Like this has been a pleasure. Where can people go to learn more about you? And Flippa? Yeah, LinkedIn

Blake Hutchinson 39:35

is my thing to get me there. Blake Hutchinson, I’m sure you can find me. Otherwise, obviously, we’d love to help any business owner or buyer out so feel free to give me an email to on a [email protected].

John Corcoran 39:46

And also you guys are doing these local meetups in different cities around the United States around the world.
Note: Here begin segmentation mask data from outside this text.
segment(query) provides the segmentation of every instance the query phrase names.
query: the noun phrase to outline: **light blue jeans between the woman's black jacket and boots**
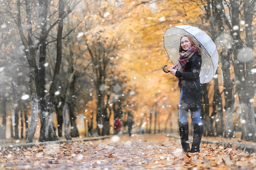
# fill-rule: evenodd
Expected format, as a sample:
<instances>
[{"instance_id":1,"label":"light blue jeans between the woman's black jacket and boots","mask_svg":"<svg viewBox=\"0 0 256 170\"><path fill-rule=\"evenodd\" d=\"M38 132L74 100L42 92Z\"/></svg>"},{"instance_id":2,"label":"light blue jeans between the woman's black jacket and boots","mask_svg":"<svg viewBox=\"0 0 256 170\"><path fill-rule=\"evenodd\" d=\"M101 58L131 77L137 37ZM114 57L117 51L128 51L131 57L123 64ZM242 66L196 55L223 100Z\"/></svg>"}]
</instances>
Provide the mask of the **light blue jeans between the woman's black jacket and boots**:
<instances>
[{"instance_id":1,"label":"light blue jeans between the woman's black jacket and boots","mask_svg":"<svg viewBox=\"0 0 256 170\"><path fill-rule=\"evenodd\" d=\"M182 98L182 89L180 91L180 102L179 102L179 121L180 122L187 122L188 121L188 114L190 111L191 114L191 119L193 121L193 124L199 124L202 125L202 121L201 121L201 109L198 108L197 110L189 110L188 108L182 108L180 107L180 103L181 103L181 98Z\"/></svg>"}]
</instances>

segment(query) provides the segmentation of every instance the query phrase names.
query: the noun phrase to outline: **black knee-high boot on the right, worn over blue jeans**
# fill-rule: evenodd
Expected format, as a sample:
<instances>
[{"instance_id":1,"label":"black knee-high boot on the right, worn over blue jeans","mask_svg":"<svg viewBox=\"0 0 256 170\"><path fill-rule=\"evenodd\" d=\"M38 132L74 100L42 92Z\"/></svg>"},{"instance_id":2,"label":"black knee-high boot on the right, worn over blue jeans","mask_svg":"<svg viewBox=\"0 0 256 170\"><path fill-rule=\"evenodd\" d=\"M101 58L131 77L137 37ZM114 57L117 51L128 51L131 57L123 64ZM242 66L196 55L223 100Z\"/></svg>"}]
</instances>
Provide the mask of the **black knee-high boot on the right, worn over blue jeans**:
<instances>
[{"instance_id":1,"label":"black knee-high boot on the right, worn over blue jeans","mask_svg":"<svg viewBox=\"0 0 256 170\"><path fill-rule=\"evenodd\" d=\"M200 126L198 124L194 124L194 135L193 135L193 143L191 150L189 152L200 152L200 142L202 139L202 133L203 133L203 126Z\"/></svg>"}]
</instances>

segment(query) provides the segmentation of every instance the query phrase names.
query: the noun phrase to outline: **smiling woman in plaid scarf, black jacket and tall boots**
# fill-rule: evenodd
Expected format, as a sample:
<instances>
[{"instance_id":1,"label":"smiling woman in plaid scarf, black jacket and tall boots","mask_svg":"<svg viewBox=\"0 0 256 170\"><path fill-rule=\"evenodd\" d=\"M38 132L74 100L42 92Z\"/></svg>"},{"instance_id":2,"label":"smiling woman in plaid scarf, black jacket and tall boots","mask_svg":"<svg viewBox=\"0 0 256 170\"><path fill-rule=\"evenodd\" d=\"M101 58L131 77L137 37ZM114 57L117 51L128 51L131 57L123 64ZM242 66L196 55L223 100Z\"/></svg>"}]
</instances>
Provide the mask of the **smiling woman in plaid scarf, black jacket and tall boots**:
<instances>
[{"instance_id":1,"label":"smiling woman in plaid scarf, black jacket and tall boots","mask_svg":"<svg viewBox=\"0 0 256 170\"><path fill-rule=\"evenodd\" d=\"M201 50L191 35L180 38L180 57L178 64L171 66L168 71L178 77L180 87L179 129L182 152L200 152L202 139L202 121L200 117L202 105L202 86L199 79L201 68ZM192 148L189 147L188 113L194 124Z\"/></svg>"}]
</instances>

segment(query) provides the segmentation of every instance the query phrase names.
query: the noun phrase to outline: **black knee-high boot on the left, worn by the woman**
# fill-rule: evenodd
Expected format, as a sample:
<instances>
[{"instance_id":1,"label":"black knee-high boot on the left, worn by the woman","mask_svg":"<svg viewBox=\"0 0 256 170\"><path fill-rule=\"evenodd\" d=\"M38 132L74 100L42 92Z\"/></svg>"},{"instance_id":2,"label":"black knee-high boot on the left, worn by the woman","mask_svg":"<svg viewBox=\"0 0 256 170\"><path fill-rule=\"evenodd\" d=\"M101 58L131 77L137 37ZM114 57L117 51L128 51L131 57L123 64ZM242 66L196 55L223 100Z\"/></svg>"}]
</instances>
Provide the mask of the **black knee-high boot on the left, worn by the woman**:
<instances>
[{"instance_id":1,"label":"black knee-high boot on the left, worn by the woman","mask_svg":"<svg viewBox=\"0 0 256 170\"><path fill-rule=\"evenodd\" d=\"M180 122L180 141L182 145L182 152L189 152L189 124L188 122Z\"/></svg>"}]
</instances>

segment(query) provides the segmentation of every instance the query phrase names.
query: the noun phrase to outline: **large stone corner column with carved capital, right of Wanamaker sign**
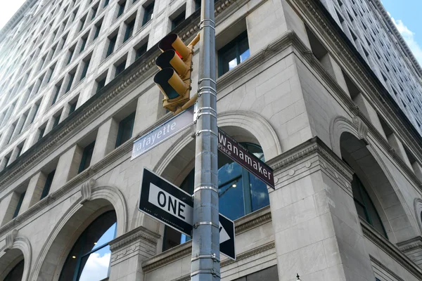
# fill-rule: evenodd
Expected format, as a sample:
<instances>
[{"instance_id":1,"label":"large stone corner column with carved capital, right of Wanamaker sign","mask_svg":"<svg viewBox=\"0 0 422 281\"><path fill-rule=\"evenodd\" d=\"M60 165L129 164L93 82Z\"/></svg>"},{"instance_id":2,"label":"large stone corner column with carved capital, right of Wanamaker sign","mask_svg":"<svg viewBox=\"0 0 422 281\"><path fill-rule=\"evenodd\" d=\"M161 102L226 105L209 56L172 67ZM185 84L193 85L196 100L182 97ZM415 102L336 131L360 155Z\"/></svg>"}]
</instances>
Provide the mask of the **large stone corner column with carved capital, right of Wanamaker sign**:
<instances>
[{"instance_id":1,"label":"large stone corner column with carved capital, right of Wanamaker sign","mask_svg":"<svg viewBox=\"0 0 422 281\"><path fill-rule=\"evenodd\" d=\"M319 138L269 160L279 280L373 281L352 197L352 170Z\"/></svg>"}]
</instances>

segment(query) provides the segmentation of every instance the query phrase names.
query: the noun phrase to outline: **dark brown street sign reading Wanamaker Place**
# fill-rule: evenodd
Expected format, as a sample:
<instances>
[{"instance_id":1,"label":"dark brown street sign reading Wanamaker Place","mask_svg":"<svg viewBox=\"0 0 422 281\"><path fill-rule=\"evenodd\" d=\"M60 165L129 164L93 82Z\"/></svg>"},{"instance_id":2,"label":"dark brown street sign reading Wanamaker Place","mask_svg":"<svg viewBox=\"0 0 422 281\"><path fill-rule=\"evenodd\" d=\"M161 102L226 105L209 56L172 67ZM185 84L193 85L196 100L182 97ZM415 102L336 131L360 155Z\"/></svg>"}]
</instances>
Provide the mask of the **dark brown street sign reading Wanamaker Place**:
<instances>
[{"instance_id":1,"label":"dark brown street sign reading Wanamaker Place","mask_svg":"<svg viewBox=\"0 0 422 281\"><path fill-rule=\"evenodd\" d=\"M222 129L218 129L218 150L230 159L238 162L243 168L260 178L261 181L274 188L274 174L270 166L250 153L246 148L231 138Z\"/></svg>"}]
</instances>

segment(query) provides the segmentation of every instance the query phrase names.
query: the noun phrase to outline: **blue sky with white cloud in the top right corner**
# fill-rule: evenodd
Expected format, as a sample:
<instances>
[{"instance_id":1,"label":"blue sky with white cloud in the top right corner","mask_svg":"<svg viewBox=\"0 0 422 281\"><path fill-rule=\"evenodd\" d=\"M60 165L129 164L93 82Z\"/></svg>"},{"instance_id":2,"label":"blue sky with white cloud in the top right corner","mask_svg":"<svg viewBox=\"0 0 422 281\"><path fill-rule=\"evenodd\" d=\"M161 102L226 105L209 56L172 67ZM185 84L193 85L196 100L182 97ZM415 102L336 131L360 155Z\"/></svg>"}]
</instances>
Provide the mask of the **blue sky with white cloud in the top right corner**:
<instances>
[{"instance_id":1,"label":"blue sky with white cloud in the top right corner","mask_svg":"<svg viewBox=\"0 0 422 281\"><path fill-rule=\"evenodd\" d=\"M419 64L422 65L422 1L381 1Z\"/></svg>"}]
</instances>

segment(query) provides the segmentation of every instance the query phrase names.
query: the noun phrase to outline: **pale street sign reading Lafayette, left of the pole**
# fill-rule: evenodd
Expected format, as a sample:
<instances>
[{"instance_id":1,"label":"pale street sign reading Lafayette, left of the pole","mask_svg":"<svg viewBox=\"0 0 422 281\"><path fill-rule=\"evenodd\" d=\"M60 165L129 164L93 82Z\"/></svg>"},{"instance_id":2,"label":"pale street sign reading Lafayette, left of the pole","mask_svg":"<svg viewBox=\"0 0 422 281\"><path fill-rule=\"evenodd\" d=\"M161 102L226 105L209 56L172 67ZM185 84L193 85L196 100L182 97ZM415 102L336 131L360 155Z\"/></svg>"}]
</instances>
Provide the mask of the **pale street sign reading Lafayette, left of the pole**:
<instances>
[{"instance_id":1,"label":"pale street sign reading Lafayette, left of the pole","mask_svg":"<svg viewBox=\"0 0 422 281\"><path fill-rule=\"evenodd\" d=\"M167 120L167 122L153 129L153 131L149 131L134 141L131 160L143 155L143 153L151 150L191 124L193 124L193 107L172 117L172 119Z\"/></svg>"}]
</instances>

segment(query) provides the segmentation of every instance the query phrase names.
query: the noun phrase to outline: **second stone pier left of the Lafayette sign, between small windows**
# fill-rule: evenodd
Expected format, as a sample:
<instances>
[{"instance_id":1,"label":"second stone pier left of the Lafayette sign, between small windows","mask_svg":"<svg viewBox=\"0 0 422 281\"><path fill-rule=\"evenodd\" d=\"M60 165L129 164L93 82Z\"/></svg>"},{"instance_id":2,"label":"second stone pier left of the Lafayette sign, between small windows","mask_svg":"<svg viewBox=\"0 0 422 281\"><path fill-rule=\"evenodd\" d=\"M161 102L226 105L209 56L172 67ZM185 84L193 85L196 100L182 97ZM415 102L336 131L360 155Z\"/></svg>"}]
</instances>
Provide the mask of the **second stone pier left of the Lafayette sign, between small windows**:
<instances>
[{"instance_id":1,"label":"second stone pier left of the Lafayette sign, between small windows","mask_svg":"<svg viewBox=\"0 0 422 281\"><path fill-rule=\"evenodd\" d=\"M80 148L79 145L75 145L60 156L56 174L54 174L53 183L51 183L50 192L58 190L70 180L70 178L77 175L79 164L82 159L82 152L82 148Z\"/></svg>"}]
</instances>

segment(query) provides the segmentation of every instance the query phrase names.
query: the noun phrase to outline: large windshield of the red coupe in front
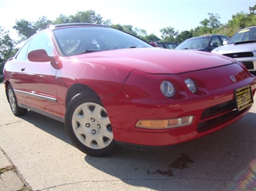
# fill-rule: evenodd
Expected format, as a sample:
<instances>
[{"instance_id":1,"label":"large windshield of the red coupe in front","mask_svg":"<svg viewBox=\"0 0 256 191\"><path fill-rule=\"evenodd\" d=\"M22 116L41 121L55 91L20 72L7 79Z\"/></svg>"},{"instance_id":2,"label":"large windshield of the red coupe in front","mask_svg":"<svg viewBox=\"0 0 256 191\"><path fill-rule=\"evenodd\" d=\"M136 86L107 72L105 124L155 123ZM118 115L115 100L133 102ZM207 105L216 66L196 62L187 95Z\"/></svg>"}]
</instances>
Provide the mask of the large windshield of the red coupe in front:
<instances>
[{"instance_id":1,"label":"large windshield of the red coupe in front","mask_svg":"<svg viewBox=\"0 0 256 191\"><path fill-rule=\"evenodd\" d=\"M151 47L141 39L107 27L72 27L53 31L63 55L77 55L104 50Z\"/></svg>"}]
</instances>

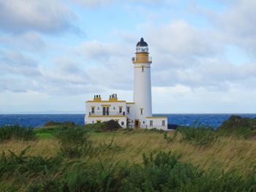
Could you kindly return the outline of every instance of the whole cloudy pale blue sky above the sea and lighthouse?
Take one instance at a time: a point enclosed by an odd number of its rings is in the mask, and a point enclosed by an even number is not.
[[[256,112],[254,0],[0,0],[0,113],[132,101],[148,43],[154,113]]]

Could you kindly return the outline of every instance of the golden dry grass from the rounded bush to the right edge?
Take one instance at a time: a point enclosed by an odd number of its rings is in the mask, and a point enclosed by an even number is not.
[[[173,132],[168,133],[169,136]],[[121,147],[121,152],[107,153],[101,156],[106,161],[130,161],[142,162],[143,153],[173,151],[181,153],[181,161],[190,161],[201,169],[219,169],[229,171],[236,169],[239,174],[250,174],[256,166],[256,142],[255,140],[238,137],[219,137],[212,145],[192,145],[189,142],[181,142],[178,137],[167,143],[163,134],[156,132],[135,130],[132,133],[118,131],[116,134],[94,134],[94,142],[110,142],[114,139],[116,145]]]

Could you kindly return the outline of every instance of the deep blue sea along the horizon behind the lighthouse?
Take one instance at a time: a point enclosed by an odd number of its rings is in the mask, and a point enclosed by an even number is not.
[[[241,117],[256,118],[256,114],[238,114]],[[214,128],[219,127],[230,114],[156,114],[154,116],[165,116],[168,123],[192,126],[195,121]],[[19,124],[20,126],[43,126],[46,122],[54,120],[58,122],[72,121],[83,125],[83,114],[39,114],[39,115],[0,115],[0,126]]]

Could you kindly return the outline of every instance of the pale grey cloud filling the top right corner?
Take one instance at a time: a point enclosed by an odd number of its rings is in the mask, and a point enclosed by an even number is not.
[[[219,12],[198,4],[194,4],[193,9],[200,17],[204,15],[208,18],[211,31],[214,31],[220,42],[236,45],[255,58],[256,1],[225,0],[221,3],[225,4],[225,9]]]

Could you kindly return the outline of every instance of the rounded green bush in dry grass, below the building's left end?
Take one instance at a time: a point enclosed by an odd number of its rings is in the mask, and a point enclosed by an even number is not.
[[[61,153],[69,157],[80,157],[91,153],[92,142],[83,127],[63,127],[56,131],[56,138],[61,145]]]

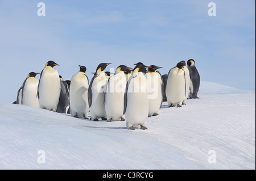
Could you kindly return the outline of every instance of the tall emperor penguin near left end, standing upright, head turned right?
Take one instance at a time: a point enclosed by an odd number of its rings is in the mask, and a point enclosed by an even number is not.
[[[38,100],[40,108],[56,111],[60,98],[61,83],[58,71],[53,68],[54,61],[48,61],[40,74],[38,84]],[[65,90],[63,89],[64,93]]]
Where can people get more information about those?

Blake Hutchinson 39:55

Yeah, so we we do meetups all over the world and you can also request where you would like to meet Up to happen. So the best way to find out about those is literally to type in exit meetups Flippa, exit meetups into Google or you can go to flippa.com/the-exit-meetups, and you’ll see a range of meetups happening all over the world. We’ve got London coming up San Jose coming up, which is down the road from new John. Yeah, we’ve got new Chicago and Phoenix coming up in August, September and November as well.

John Corcoran 40:23

Very cool. Blake. Thanks so much. Thank you, John.